These sources, as clearly stated in the repo’s readme, are the 8088 assembly language sources from 10th Feb 1983, and are being open-sourced for historical reference and educational purposes. This means we will not be accepting PRs that modify the source in any way.
↫ Rich Turner
I’m loving all these open source releases from Microsoft, but honestly, I’d wish the pace was a little higher and we’d get to some more recent stuff. Open sourcing early versions of MS-DOS and related software is obviously great from a software preservation standpoint, but at this rate we’ll get to more influential pieces of software by the time the sun experiences its helium flash.
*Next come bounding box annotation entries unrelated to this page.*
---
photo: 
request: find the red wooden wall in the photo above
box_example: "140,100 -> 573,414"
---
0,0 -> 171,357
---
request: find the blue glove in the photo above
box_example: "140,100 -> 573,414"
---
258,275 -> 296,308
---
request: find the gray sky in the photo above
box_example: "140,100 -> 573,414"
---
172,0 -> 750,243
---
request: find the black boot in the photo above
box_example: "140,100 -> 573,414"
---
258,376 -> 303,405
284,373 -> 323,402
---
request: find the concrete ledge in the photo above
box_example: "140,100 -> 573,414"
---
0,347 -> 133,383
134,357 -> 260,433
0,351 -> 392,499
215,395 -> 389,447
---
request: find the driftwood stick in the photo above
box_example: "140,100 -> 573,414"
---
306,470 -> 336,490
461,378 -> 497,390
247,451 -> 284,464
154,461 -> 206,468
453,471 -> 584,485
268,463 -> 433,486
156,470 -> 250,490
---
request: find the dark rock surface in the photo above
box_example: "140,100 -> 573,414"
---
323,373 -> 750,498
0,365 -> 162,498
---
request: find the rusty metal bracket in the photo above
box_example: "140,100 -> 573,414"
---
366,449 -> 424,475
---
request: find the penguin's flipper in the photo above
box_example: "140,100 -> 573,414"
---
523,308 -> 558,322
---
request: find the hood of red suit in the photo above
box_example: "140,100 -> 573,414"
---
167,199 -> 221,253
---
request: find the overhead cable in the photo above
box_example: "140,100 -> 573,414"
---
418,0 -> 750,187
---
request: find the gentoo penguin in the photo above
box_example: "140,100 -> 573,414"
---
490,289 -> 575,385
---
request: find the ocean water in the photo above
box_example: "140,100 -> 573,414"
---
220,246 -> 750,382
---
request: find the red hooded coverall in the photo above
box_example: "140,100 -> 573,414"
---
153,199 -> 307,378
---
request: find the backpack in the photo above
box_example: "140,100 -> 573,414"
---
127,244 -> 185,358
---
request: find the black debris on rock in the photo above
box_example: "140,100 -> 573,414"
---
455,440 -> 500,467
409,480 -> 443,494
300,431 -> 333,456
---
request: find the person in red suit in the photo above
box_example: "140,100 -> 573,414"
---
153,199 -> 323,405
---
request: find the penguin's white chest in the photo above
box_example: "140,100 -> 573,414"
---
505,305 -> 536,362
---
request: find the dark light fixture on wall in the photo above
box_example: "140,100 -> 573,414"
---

On a related note, about a month ago Microsoft released the source code to MS-DOS 4.00. Well, we’ve now also got access to the code for MS-DOS 4.01, a bugfix release that came out very quickly after 4.00.
Due to various bugs, DOS 4.00 was a relatively short-lived release, and it was replaced by DOS 4.01 just a couple of months later.
Howard M. Harte (hharte), who already fixed various flaws in the official source code release of MS-DOS 4.00, managed to figure out the differences between DOS 4.00 and 4.01 — we now have access to the improved version as well!
↫ Lothar Serra Mari
We’re getting a pretty complete picture of early MS-DOS source code.
DOS 4,01, as I recall, wasn’t a popular release; DOS 3.3 was still being used and sold right up until DOS 5 came out and this is also when DR-DOS 3.41 and then 5 were popular. Can’t remember the exact reasons but unless you had a 386, you didn’t get DOS 4.01.
From what I remember, DOS 4.01’s lack of popularity was from two causes:
1. The primary new feature was FAT16 support to enable partitions over 32Mb. If you had an older device – and a lot of devices had 20Mb hard disks at the time – this feature was irrelevant. It was always possible to partition DOS 3.3 into multiple partitions to overcome the 32Mb limit, so this limit became more serious as drives got larger.
2. DOS 4.01 had some initial serious bugs. In addition to the round fixed in 4.01, there were later fixes for nasty data corruption issues. One of them is at http://www.malsmith.net/dos4/secondary_caching_bug.diff.txt . There are others I haven’t been able to decode – the final one is PDO255.EXE from 1992, which fixes handling of files larger than 32Mb.
There’s been a lot of talk about conventional memory usage, although IMHO it’s a bit of a red herring. DOS 4 was larger than 3.3, and it didn’t include the ability to use the HMA that DOS 5 did…but it was hardly an unusable pig.
Er, wasn’t this GW-BASIC source code released 4 years ago? The date of the page linked to is 21st May 2020, not 2024… If you’re talking about 1980’s BASIC interpreters, then BBC BASIC was where it was at – first with the BBC Micro and then improved with the Acorn Archimedes. Being able to switch between BASIC and assembly code was unheard of at the time and far more revolutionary than anything Microsoft came up with w.r.t. BASIC in that decade.